Di dalam kepalaku dijejali rasa penasaran dengan paket yang datang, saat itu aku mengingat sedang tak memenangkan kuis ataupun lomba. Karena dihinggapi rasa penasaran segera saja kubuka paketan itu, ternyata....
Selembar kertas tebal berwarna ungu muda, cantik sekali desainnya dan juga sebuah novel berjudul Ajari Aku Melupakanmu. Lalu mataku beralih kearah kertas tebal itu dan membaca sampul depannya,  yang ternyata adalah sebuah undangan pernikahan “walimatul urusy Ahmad & Siti,”

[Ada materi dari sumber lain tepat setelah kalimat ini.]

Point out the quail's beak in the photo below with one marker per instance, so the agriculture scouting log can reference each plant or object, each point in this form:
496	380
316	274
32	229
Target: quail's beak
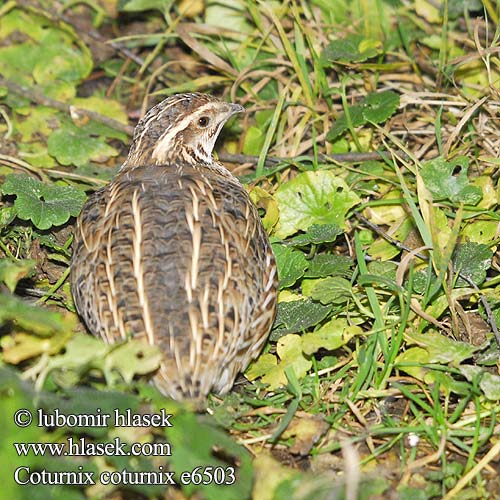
233	109
237	108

Surat itu terjatuh tak sengaja di lantai berlapis karpet hijau usang, dadaku bergemuruh kencang, denyut jantungku seperti memompa lebih cepat dari biasanya. Rasanya seperti mendapatkan sebuah kejutan yang paling mematikan.
***
Surat untuk Gadisku
Gadisku yang selalu ceria,
Ada gemuruh di rongga dada saat aku mengingat wajahmu. Ah, aku masih teringat saat kau nampak kesal, bibirmu manyun beberapa senti saat kukatakan kalau kau adalah perempuan paling cantik yang pernah kukenal. Saat itu kau kesal bukan karena rayuanku tetapi karena aku mengatakan kaucantik—kata yang kaubenci karena kau tak ingin dibilang cantik.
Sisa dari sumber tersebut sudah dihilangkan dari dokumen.